By analyzing existing cross correlation between Birla Carbon Public and Salee Colour Public, you can compare the effects of market volatilities on Birla Carbon and Salee Colour and check how they will diversify away market risk if combined in the same portfolio for a given time horizon. You can also utilize pair trading strategies of matching a long position in Birla Carbon with a short position of Salee Colour. Check out your portfolio center. Please also check ongoing floating volatility patterns of Birla Carbon and Salee Colour.
Diversification Opportunities for Birla Carbon and Salee Colour
0.7 | Correlation Coefficient |
Poor diversification
The 3 months correlation between Birla and Salee is 0.7. Overlapping area represents the amount of risk that can be diversified away by holding Birla Carbon Public and Salee Colour Public in the same portfolio, assuming nothing else is changed. The correlation between historical prices or returns on Salee Colour Public and Birla Carbon is a relative statistical measure of the degree to which these equity instruments tend to move together. The correlation coefficient measures the extent to which returns on Birla Carbon Public are associated (or correlated) with Salee Colour. Values of the correlation coefficient range from -1 to +1, where. The correlation of zero (0) is possible when the price movement of Salee Colour Public has no effect on the direction of Birla Carbon i.e., Birla Carbon and Salee Colour go up and down completely randomly.
Pair Corralation between Birla Carbon and Salee Colour
Assuming the 90 days trading horizon Birla Carbon Public is expected to generate 1.0 times more return on investment than Salee Colour. However, Birla Carbon is 1.0 times more volatile than Salee Colour Public. It trades about 0.06 of its potential returns per unit of risk. Salee Colour Public is currently generating about 0.06 per unit of risk. If you would invest 5,581 in Birla Carbon Public on August 25, 2024 and sell it today you would earn a total of 1,294 from holding Birla Carbon Public or generate 23.19% return on investment over 90 days.

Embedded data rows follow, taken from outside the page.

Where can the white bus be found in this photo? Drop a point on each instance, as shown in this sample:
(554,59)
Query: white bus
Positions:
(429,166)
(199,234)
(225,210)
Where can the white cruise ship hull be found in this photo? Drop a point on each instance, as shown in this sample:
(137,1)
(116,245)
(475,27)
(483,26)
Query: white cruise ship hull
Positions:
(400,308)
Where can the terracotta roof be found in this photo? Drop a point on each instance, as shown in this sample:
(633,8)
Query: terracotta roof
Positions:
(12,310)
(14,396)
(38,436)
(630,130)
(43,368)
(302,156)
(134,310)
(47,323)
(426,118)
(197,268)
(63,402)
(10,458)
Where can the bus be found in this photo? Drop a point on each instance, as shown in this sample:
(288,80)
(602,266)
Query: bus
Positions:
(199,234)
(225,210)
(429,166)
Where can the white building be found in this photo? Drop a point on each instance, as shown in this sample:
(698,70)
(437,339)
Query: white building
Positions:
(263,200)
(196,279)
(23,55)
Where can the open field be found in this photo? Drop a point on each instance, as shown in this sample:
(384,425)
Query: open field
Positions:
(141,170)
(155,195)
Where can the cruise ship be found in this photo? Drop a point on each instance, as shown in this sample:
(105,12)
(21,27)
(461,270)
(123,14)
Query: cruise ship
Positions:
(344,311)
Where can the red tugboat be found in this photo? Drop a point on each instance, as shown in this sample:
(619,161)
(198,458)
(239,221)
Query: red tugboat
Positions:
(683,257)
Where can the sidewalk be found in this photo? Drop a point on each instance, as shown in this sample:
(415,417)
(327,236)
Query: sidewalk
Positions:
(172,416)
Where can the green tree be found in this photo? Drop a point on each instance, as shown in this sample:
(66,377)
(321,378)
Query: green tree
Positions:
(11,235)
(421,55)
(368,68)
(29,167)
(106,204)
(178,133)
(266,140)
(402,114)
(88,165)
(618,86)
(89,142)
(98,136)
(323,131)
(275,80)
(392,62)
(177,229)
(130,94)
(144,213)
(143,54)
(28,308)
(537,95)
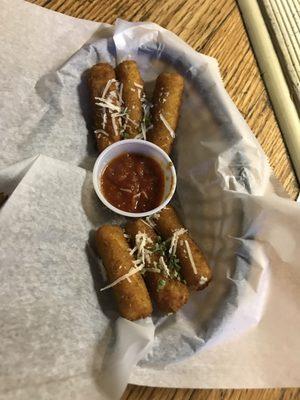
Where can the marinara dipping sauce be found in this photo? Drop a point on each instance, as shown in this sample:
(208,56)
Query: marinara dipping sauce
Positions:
(133,183)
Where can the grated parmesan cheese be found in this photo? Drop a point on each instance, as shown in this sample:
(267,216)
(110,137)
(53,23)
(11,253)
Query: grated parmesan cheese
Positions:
(131,272)
(174,241)
(164,266)
(165,122)
(190,256)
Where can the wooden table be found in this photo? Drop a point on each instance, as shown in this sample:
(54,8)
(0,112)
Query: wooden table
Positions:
(215,28)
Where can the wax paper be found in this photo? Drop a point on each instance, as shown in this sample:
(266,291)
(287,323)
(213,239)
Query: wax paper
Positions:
(58,333)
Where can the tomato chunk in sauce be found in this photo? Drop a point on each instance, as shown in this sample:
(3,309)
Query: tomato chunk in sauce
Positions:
(133,182)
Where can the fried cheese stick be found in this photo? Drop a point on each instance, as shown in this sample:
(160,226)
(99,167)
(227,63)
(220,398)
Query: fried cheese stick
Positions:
(173,294)
(194,267)
(131,89)
(166,109)
(105,104)
(131,294)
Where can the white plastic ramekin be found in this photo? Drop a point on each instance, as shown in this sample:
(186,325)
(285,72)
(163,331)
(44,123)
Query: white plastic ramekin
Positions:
(139,147)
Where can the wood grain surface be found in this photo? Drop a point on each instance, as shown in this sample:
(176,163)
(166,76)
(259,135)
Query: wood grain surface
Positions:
(215,28)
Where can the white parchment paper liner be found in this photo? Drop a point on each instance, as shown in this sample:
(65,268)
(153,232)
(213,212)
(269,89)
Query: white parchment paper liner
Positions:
(54,330)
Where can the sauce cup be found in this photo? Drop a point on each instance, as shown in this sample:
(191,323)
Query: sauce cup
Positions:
(138,147)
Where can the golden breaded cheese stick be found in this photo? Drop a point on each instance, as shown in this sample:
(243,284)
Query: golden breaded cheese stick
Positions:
(131,88)
(103,85)
(174,294)
(166,109)
(194,267)
(131,294)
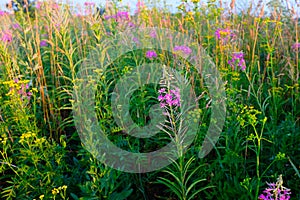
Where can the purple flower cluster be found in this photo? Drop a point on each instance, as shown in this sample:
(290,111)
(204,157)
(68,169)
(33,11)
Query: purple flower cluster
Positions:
(275,192)
(6,36)
(89,3)
(237,59)
(139,6)
(16,26)
(224,34)
(151,54)
(121,15)
(43,43)
(296,46)
(170,99)
(153,34)
(23,91)
(184,49)
(2,13)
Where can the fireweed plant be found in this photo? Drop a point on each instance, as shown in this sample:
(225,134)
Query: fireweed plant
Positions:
(255,48)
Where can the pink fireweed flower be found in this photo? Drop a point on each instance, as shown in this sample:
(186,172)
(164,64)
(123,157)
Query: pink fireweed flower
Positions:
(296,46)
(38,5)
(153,34)
(184,49)
(170,99)
(16,26)
(224,34)
(151,54)
(6,36)
(122,15)
(275,192)
(43,43)
(237,60)
(139,6)
(2,13)
(131,25)
(89,3)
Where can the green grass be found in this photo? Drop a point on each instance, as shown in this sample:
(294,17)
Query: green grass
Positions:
(43,156)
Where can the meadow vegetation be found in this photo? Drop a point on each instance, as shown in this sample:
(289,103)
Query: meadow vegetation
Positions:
(256,51)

Time Period | 3 Months [change] |
Direction | Moves Together |
Strength | Significant |
Accuracy | 99.55% |
Values | Daily Returns |
Birla Carbon Public vs. Salee Colour Public
Performance |
Timeline |
Birla Carbon Public |
Salee Colour Public |
Birla Carbon and Salee Colour Volatility Contrast
Predicted Return Density |
Returns |
Pair Trading with Birla Carbon and Salee Colour
The main advantage of trading using opposite Birla Carbon and Salee Colour positions is that it hedges away some unsystematic risk. Because of two separate transactions, even if Birla Carbon position performs unexpectedly, Salee Colour can make up some of the losses. Pair trading also minimizes risk from directional movements in the market. For example, if an entire industry or sector drops because of unexpected headlines, the short position in Salee Colour will offset losses from the drop in Salee Colour's long position.Birla Carbon vs. Indorama Ventures PCL | Birla Carbon vs. Gratitude Infinite Public | Birla Carbon vs. Bangkok Life Assurance | Birla Carbon vs. AAPICO Hitech Public |
Salee Colour vs. Megachem Public | Salee Colour vs. NCL International Logistics | Salee Colour vs. The Erawan Group | Salee Colour vs. Airports of Thailand |
Check out your portfolio center.Note that this page's information should be used as a complementary analysis to find the right mix of equity instruments to add to your existing portfolios or create a brand new portfolio. You can also try the Portfolio Suggestion module to get suggestions outside of your existing asset allocation including your own model portfolios.